High-grade glioma: ESMO Clinical Practice Guidelines for diagnosis, treatment and follow-up
Cet article présente les recommandations de l' "European Society for Medical Oncology" concernant le diagnostic et le traitement d'un gliome de haut grade ainsi que le suivi des patients
Résumé en anglais
Incidence and epidemiology : The yearly incidence of malignant glioma is ∼3–5/100 000 with a slight predominance in males. Malignant glioma may develop at all ages, with the peak incidence being in the fifth and sixth decades of life [1–3]. Exposure to ionising irradiation has been associated with increased risk of development of glioma, while association with the use of cell phones could not be confirmed in epidemiological studies. Rare hereditary syndromes carry an increased risk for glioma: Cowden-, Turcot-, Lynch-, Li-Fraumeni syndrome and neurofibromatosis type 1.

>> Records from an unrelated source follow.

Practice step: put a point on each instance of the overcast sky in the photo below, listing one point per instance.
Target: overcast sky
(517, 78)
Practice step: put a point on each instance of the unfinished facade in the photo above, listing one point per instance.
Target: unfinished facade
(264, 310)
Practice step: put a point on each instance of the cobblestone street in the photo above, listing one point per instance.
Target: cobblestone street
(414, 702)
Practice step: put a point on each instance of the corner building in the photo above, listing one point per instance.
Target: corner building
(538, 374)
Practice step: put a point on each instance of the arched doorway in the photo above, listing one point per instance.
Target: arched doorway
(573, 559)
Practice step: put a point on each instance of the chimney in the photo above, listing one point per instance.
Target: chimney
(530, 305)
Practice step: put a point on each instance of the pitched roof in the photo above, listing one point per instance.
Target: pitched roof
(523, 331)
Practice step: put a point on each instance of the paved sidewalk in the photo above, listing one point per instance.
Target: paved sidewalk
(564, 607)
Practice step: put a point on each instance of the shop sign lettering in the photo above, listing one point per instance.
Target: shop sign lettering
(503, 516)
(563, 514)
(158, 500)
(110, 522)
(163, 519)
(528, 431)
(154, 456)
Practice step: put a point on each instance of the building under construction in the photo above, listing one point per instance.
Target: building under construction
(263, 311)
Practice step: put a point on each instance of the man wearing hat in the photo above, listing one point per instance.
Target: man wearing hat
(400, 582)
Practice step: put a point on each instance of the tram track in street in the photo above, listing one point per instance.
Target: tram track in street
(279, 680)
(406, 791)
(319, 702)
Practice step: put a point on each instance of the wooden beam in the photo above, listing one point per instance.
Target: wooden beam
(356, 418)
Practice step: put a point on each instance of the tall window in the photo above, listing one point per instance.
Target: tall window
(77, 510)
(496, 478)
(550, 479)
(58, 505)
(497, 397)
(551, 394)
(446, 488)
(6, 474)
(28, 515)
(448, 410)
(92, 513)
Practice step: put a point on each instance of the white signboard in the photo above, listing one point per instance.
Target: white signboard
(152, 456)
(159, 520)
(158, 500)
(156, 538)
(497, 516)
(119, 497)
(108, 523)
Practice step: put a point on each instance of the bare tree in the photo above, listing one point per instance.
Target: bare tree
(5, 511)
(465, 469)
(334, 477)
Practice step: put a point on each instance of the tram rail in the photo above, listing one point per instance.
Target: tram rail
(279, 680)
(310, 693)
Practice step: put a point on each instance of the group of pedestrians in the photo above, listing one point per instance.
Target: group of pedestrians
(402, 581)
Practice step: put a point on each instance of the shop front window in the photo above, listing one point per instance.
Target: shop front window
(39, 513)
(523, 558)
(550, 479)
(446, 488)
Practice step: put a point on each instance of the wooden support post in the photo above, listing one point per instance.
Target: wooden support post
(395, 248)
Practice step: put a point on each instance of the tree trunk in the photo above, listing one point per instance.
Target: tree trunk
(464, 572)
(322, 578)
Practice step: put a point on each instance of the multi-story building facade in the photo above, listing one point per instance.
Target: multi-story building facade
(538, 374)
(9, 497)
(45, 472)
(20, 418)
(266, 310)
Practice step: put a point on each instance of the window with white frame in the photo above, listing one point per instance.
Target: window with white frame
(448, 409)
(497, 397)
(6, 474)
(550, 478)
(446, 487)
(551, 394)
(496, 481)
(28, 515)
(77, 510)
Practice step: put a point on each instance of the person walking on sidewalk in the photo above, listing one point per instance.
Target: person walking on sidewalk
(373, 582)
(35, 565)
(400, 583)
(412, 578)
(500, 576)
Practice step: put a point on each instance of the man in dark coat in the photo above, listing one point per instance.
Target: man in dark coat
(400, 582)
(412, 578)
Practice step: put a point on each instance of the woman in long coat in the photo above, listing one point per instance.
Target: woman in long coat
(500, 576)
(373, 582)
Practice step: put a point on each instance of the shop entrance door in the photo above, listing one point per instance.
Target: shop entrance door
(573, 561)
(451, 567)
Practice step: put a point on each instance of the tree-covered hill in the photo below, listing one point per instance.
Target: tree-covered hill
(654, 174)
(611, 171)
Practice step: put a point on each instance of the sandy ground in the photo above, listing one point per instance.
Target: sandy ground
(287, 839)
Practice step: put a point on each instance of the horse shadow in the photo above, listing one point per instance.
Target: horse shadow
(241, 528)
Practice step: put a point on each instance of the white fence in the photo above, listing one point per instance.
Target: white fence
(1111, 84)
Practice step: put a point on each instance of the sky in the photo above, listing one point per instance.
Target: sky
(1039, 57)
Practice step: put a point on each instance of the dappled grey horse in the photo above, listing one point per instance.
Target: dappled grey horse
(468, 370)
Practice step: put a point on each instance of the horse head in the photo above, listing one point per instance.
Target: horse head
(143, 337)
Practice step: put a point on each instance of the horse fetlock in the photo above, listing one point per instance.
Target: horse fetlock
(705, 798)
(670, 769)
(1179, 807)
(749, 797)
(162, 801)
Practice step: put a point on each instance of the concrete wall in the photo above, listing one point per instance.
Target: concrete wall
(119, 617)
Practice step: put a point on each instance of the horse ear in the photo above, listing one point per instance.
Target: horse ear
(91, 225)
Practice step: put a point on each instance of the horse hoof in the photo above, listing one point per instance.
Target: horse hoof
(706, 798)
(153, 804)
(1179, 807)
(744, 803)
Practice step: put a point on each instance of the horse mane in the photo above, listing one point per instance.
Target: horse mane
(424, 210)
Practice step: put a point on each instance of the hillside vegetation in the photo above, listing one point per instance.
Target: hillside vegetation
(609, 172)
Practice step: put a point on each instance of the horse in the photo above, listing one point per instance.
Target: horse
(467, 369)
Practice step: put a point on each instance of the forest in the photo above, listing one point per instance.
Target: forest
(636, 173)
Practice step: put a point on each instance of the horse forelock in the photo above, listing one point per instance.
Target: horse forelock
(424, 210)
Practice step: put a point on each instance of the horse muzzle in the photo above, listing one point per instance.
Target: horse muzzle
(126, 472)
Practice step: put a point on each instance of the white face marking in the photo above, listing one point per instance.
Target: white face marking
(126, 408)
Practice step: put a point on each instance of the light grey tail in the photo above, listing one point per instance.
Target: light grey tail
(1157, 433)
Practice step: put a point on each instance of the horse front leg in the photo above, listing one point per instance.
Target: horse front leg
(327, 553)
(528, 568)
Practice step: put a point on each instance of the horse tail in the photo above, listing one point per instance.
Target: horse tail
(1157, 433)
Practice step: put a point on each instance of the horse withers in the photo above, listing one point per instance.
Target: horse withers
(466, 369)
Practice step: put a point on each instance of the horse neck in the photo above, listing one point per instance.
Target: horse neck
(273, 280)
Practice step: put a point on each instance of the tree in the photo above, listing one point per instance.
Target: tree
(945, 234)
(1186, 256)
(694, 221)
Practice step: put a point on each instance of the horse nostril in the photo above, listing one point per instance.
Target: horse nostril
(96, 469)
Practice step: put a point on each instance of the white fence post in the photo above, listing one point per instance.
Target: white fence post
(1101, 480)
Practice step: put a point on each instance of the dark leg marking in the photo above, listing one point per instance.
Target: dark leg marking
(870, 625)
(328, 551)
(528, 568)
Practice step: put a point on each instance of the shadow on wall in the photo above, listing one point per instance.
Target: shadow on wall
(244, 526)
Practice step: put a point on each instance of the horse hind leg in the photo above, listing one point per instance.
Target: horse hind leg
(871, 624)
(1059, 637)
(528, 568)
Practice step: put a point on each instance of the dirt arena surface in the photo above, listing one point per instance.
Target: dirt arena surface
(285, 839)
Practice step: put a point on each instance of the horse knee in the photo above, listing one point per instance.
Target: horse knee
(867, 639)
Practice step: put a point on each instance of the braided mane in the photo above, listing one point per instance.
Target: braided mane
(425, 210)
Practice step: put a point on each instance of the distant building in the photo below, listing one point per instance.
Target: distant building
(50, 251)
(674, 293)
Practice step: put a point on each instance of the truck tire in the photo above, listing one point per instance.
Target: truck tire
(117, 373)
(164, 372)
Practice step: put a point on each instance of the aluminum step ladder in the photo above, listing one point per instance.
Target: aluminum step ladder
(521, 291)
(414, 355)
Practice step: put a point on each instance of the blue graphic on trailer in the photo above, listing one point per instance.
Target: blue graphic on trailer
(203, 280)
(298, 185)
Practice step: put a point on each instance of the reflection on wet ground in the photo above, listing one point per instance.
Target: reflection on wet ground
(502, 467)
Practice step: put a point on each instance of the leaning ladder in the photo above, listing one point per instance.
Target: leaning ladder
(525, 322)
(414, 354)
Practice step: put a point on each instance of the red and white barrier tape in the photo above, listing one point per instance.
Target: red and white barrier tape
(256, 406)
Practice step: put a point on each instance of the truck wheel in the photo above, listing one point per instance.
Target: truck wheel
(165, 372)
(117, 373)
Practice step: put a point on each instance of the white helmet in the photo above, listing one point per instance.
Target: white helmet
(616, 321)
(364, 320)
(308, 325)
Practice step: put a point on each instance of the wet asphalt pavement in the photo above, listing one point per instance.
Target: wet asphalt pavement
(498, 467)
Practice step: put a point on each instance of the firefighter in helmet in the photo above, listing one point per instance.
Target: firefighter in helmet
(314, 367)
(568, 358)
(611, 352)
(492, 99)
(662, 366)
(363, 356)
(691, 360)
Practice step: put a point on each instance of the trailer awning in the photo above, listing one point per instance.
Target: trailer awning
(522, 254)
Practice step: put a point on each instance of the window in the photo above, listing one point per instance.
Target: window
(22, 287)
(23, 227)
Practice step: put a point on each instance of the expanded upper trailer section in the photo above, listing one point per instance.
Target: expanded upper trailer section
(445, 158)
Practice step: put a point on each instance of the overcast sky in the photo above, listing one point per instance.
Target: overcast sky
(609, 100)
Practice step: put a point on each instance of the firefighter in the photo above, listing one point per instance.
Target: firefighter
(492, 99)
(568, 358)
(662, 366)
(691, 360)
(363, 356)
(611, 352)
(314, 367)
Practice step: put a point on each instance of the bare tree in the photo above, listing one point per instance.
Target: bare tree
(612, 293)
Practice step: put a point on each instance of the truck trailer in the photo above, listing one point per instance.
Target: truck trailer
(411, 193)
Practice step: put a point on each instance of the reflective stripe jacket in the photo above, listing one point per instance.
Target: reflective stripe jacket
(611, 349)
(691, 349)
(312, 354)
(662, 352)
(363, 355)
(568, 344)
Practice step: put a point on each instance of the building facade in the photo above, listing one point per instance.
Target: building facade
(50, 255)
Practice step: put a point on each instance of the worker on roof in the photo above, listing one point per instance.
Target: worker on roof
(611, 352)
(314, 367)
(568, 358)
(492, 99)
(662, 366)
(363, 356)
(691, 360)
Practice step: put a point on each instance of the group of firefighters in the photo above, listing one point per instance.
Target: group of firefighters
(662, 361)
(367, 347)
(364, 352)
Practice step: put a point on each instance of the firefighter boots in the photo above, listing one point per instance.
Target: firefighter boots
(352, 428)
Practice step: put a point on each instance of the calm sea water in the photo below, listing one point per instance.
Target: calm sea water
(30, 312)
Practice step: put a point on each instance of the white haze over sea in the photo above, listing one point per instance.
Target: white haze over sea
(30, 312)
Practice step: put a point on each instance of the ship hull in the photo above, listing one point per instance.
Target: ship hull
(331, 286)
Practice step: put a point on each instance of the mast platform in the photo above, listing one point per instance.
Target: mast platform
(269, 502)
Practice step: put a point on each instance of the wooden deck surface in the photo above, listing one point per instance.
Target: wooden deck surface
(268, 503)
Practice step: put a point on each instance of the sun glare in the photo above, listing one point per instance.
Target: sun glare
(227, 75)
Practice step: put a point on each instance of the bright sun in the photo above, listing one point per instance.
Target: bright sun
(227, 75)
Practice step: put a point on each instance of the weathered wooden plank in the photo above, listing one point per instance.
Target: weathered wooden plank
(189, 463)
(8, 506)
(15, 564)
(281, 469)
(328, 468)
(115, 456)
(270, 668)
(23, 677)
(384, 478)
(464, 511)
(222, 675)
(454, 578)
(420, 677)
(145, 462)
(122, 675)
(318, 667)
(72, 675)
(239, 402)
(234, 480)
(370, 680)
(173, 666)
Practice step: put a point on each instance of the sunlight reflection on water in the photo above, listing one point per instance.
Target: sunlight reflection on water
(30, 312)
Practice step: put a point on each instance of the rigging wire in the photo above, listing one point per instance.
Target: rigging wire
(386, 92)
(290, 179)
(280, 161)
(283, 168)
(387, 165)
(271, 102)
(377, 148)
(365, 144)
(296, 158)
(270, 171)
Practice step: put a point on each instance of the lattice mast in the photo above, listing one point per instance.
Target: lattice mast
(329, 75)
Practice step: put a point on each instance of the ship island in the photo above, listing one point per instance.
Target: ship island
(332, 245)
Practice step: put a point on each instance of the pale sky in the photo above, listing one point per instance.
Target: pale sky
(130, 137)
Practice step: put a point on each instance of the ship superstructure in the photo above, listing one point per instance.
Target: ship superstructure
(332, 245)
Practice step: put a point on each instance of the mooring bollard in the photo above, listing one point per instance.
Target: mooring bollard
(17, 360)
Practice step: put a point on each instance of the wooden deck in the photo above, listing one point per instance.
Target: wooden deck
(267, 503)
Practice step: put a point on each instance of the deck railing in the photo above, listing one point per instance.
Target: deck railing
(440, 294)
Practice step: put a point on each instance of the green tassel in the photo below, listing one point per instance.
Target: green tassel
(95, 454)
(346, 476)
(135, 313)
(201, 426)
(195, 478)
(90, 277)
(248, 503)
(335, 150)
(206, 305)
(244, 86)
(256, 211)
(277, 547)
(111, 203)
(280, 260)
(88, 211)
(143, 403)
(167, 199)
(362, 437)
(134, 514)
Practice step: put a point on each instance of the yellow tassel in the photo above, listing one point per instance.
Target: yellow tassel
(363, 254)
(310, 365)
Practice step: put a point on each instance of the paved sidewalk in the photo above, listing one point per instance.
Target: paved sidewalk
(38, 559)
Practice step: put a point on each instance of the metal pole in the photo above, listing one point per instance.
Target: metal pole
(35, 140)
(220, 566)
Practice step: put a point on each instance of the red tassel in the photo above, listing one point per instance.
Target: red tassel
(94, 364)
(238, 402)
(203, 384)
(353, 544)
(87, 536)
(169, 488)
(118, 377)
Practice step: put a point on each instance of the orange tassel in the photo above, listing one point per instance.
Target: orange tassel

Diagnosis and pathology : The commonly used World Health Organization (WHO) classification distinguishes tumours according to their presumed cell of origin (astrocytes or oligodendrocytes), and grades them from grade I–IV [4]. Grade I tumours occur mainly in childhood, and grade II (or low-grade) glioma are slow-growing tumours but will almost invariably transform over time to a more malignant phenotype. Grade III tumours (also commonly referred to as anaplastic glioma) comprise anaplastic astrocytoma, mixed anaplastic oligoastrocytoma and anaplastic oligodendroglioma, while glioblastoma (GBM) represents WHO grade IV. Tissue diagnosis is mandatory, and usually obtained by stereotactic biopsy or after tumour resection. GBM carries the worst prognosis, while pure oligodendroglioma has a protracted natural history and better outcome, and excellent response to therapy. Prognosis of mixed anaplastic oligoastrocytoma and anaplastic astrocytoma is intermediate between GBM and pure anaplastic oligodendroglioma. Concordance between local diagnosis and central neuropathology review can be as low as 50%, thus careful review of the histology by an expert neuropathology team is recommended [5, 6]. Molecular markers are useful additional tools for diagnosis and treatment guidance (see below), and are of increasing importance in daily practice. Adequate tissue collection and preservation (e.g. sufficient material, fresh frozen tumour tissue) should be planned prospectively (see Table 1).